Quattro Cento sessantanove

Hanno ordinato i fili, indegli prevosti
votati senza vocazione al ludico
impiego di sbrogliare la matassa.
Giallo con il giallo, rosso che
bacia il rosso: eppure qualcosa
ancora non quadra, l'impulso
soccombe dopo il primo incoraggiante
ma debole fulgore.  Allora ricominciano:
dama di tentativi senza voglia.
Uno sull'altro a mangiare il difetto,
ad aspirare la preoccupante
tumescenza.

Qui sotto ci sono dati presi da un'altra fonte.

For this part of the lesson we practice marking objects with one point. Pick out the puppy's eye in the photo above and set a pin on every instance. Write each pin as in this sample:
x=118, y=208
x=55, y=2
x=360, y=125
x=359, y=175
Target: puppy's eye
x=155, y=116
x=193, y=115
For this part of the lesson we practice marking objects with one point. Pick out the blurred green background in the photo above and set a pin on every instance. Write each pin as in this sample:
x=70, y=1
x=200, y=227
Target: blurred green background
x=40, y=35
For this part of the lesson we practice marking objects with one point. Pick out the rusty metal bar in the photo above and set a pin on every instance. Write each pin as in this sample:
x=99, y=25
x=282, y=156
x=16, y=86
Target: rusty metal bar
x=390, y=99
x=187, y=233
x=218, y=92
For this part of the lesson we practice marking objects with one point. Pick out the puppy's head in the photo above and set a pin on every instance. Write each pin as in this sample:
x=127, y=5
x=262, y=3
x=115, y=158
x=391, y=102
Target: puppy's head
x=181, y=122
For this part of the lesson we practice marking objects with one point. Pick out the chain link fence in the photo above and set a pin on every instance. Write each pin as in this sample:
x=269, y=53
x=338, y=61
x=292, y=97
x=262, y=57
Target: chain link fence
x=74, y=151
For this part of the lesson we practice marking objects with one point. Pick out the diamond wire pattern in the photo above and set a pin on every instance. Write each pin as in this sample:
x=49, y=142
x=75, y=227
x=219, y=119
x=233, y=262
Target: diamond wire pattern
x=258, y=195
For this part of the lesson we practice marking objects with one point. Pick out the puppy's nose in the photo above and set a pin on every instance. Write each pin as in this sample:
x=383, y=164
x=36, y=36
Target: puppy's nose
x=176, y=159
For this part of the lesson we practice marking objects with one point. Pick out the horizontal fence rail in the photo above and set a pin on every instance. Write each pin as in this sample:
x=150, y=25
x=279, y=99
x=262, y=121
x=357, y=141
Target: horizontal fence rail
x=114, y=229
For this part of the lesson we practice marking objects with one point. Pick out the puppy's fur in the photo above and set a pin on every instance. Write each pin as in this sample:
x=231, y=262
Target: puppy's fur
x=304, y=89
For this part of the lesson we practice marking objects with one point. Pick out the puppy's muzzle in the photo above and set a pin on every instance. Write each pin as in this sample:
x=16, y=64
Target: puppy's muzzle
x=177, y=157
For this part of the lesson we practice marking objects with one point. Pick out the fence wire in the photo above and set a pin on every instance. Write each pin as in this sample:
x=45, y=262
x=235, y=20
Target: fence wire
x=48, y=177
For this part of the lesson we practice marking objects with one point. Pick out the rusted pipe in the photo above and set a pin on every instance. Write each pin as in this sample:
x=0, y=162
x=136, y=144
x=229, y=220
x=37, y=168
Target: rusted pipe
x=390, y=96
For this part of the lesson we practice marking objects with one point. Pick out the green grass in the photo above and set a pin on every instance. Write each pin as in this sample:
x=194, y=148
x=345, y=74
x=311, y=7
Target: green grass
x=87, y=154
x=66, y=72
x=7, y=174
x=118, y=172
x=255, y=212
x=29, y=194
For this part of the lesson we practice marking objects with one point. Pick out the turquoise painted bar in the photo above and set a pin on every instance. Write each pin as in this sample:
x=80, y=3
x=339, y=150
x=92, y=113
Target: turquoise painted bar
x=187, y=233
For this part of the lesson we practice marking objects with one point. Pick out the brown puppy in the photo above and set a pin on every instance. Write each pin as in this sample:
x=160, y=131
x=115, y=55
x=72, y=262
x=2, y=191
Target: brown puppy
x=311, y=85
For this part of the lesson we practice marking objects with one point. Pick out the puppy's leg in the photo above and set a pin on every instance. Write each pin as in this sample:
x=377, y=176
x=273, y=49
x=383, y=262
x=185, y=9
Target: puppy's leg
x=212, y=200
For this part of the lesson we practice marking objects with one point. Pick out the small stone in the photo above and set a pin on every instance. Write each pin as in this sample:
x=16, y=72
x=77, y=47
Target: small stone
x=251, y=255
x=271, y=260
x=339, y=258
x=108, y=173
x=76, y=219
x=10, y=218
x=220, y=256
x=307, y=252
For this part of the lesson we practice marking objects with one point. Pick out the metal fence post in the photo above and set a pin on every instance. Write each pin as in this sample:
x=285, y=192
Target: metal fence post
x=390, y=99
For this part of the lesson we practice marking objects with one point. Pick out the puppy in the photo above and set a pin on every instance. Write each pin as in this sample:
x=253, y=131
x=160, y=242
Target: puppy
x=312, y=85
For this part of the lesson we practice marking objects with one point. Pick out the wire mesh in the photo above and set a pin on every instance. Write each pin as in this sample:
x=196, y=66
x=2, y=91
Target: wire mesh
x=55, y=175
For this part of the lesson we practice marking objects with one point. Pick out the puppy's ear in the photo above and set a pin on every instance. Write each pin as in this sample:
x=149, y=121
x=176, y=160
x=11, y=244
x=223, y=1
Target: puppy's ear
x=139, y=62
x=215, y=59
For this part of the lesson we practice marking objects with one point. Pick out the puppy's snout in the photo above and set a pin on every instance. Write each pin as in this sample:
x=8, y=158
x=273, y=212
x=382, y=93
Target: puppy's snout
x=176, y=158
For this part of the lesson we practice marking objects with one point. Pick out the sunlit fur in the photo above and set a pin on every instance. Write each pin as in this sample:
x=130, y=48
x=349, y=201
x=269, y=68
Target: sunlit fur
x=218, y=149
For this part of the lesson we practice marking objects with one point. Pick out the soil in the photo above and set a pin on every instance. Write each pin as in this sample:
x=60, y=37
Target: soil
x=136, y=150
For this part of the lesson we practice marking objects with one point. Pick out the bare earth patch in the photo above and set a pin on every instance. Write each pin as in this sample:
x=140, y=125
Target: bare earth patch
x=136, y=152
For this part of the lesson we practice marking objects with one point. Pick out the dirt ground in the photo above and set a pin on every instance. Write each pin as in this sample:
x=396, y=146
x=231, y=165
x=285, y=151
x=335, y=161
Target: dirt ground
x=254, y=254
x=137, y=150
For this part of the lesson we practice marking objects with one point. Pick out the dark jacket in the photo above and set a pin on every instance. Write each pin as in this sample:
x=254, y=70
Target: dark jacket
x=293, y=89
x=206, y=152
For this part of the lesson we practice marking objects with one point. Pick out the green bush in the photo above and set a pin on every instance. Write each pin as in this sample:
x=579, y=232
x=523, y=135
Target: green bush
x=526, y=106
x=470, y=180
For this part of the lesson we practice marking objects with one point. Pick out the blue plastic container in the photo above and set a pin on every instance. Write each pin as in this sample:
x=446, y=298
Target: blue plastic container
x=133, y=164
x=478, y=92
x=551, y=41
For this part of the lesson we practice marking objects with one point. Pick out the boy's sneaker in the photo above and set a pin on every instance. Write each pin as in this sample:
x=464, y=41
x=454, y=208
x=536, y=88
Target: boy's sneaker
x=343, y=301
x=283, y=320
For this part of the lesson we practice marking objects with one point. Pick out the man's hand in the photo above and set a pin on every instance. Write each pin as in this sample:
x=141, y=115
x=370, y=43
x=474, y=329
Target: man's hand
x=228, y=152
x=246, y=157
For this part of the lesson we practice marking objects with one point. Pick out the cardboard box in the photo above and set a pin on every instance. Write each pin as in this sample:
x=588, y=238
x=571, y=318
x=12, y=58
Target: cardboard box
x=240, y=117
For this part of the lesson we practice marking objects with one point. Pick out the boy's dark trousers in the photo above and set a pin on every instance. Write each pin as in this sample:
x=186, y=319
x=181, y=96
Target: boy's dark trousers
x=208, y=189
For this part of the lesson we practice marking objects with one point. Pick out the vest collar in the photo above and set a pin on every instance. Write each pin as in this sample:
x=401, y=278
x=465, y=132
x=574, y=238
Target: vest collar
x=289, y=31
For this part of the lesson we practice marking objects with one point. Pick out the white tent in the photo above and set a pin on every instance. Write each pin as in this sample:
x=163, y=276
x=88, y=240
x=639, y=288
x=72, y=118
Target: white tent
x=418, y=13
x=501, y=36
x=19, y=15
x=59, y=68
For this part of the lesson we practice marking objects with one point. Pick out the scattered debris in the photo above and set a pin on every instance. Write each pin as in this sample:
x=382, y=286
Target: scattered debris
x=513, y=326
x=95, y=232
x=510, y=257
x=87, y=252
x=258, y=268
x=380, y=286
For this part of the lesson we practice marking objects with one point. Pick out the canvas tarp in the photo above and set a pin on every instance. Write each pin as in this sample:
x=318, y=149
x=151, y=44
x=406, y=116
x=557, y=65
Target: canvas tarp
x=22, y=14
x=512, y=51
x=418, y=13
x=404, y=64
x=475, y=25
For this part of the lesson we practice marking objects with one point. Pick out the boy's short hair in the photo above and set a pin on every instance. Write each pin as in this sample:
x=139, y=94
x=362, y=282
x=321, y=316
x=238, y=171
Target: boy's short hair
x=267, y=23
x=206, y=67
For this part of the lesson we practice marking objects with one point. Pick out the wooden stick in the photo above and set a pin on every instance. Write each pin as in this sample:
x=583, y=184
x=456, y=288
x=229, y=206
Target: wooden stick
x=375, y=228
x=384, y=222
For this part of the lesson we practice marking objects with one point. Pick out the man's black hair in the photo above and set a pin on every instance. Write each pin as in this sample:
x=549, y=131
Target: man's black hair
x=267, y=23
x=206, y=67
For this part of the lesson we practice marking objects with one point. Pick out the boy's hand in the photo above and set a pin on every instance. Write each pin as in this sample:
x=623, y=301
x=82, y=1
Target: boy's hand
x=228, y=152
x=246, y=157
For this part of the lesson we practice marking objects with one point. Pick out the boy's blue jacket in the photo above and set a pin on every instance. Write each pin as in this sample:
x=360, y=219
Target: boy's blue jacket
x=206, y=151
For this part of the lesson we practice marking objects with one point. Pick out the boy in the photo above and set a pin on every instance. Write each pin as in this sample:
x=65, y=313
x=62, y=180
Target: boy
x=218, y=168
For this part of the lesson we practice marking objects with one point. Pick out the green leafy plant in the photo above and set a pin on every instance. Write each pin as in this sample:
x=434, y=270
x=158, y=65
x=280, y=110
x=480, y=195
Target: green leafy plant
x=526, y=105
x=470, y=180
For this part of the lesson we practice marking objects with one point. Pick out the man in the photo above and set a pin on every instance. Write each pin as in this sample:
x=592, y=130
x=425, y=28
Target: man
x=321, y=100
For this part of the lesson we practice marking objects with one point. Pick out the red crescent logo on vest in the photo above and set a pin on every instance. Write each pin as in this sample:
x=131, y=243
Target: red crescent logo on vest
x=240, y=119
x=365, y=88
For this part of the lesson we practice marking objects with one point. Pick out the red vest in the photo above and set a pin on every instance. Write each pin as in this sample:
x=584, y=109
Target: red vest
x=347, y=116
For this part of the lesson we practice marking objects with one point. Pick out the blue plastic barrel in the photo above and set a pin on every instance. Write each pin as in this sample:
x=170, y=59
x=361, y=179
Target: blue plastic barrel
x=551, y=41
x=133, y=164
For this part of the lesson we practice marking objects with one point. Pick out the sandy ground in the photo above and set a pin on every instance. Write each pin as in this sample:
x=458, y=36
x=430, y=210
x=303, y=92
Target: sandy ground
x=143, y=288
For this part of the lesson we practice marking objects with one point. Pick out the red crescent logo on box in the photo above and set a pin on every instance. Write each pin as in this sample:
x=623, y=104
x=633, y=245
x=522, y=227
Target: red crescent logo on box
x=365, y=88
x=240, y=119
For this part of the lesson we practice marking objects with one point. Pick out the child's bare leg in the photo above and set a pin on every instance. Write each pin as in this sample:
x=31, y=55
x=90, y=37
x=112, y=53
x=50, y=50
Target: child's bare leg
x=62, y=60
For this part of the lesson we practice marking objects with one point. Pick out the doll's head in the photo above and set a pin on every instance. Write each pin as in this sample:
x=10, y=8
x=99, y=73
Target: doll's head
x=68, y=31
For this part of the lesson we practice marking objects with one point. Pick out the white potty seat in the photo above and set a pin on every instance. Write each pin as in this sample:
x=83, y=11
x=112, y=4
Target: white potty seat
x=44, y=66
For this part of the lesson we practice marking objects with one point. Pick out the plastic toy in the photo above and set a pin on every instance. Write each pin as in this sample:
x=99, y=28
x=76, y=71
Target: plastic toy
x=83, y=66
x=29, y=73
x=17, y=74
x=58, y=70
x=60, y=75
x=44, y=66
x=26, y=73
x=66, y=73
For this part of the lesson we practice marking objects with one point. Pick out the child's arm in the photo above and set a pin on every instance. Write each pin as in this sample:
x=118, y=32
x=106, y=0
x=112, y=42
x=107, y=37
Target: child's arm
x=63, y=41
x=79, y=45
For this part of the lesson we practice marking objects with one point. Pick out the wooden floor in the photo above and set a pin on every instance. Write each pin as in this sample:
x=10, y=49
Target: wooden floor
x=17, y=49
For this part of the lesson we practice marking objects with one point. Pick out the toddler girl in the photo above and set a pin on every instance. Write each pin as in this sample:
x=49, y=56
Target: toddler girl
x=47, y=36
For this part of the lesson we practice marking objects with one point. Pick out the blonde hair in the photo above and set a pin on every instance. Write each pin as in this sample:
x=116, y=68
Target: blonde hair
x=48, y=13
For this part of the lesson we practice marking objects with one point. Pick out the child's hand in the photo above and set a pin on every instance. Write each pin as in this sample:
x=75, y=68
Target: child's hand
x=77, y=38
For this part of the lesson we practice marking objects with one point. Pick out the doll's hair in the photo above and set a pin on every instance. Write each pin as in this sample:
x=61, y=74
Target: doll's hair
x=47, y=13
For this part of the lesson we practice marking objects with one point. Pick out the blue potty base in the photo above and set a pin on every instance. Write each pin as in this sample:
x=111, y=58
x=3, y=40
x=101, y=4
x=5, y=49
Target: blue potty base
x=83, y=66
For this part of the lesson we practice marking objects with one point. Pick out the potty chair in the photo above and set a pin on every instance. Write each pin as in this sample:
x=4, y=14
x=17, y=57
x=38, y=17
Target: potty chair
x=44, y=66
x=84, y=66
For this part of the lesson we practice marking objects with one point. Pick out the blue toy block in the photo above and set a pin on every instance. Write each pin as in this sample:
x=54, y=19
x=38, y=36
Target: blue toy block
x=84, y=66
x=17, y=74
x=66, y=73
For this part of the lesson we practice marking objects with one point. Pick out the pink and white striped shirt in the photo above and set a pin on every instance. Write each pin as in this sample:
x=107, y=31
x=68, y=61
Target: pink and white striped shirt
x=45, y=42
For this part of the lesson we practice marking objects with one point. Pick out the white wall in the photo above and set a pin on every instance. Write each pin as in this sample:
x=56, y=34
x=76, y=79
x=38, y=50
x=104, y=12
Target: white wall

Questo va qui,
quello al suo posto, canile
per gatti,  fusa di ribellioni
senza successo.  Hanno investito
in scommesse  sul parassita del
baccello in cui mi attardo :
dall'esterno viene sempre il
virus che, respirando, invoglia
a respirarlo.  Nomi e conseguenze,
verità e deduzioni . Io intanto
invecchio, incattivita dalla  mia
stessa buona disposizione a crescere
e perdonare le ali che ancora
scalciano e non sono riconosciute
come tali.  Perchè non hanno piedi,
non un cordone, semmai una cordata
di piume con cui saprei meglio di
chiunque altro il mio mestiere.
Bisogna essere madri di ciò
che vuole il mondo: ma è
proprio questo il mio bambino, un
bolo informe e senza sesso che
dal mio pasto risucchia quanto
basta.  Non va curato niente,
nessun filo rabboccato nè
tranciato,  non sono cavia
per paternali pesticidi
se dentro, misto al  sangue
ed alla carne, ho la prima dentizione
e fontanelle e rosei arti mollicci.
Ed un elenco di santi a cui votare il mio scritto.